Em nota à reportagem, a BPF Cartões afirma ter até 10 de maio para garantir os estabelecimentos necessários ao início da operação
Vencedora da licitação para o tíquete dos servidores da Codau rebate declarações da presidente da Assuper, Juliane Foscarini. Em entrevista à Rádio JM, a líder classista pontuou dificuldades nas negociações com a BPF Cartões, relatando taxas mais altas que a média de mercado, com prazo muito elástico para o pagamento aos supermercadistas. Em contrapartida, a empresa afirma que se trata de negociações comerciais regulares e que ainda está dentro do prazo para atrair empresas que aceitem o vale-alimentação. À reportagem, a Codau confirmou que o prazo segue até 10 de maio e que a expectativa é que as recargas de junho já aconteçam com a nova operadora.

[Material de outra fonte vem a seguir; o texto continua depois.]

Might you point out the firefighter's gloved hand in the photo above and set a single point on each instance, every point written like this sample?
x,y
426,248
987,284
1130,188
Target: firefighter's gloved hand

Segundo a Associação dos Supermercados de Uberaba (Assuper), o sistema ainda não teria atingido o número mínimo de estabelecimentos exigido para início da operação. A entidade também relata entraves nas negociações com a empresa responsável pelo cartão.
A BPF Cartões contestou as informações e negou a cobrança de taxas consideradas abusivas. Em nota, afirmou que não há impasse com o setor supermercadista e que o processo segue dentro da normalidade. “Não existiu qualquer desentendimento com os supermercadistas. O que houve foi negociação comercial regular”, informou.
A empresa também rebateu os valores citados pelo setor. “Em nenhum momento a empresa ofertou taxa superior à média de mercado, tampouco prazo de pagamento superior a 30 dias”, disse.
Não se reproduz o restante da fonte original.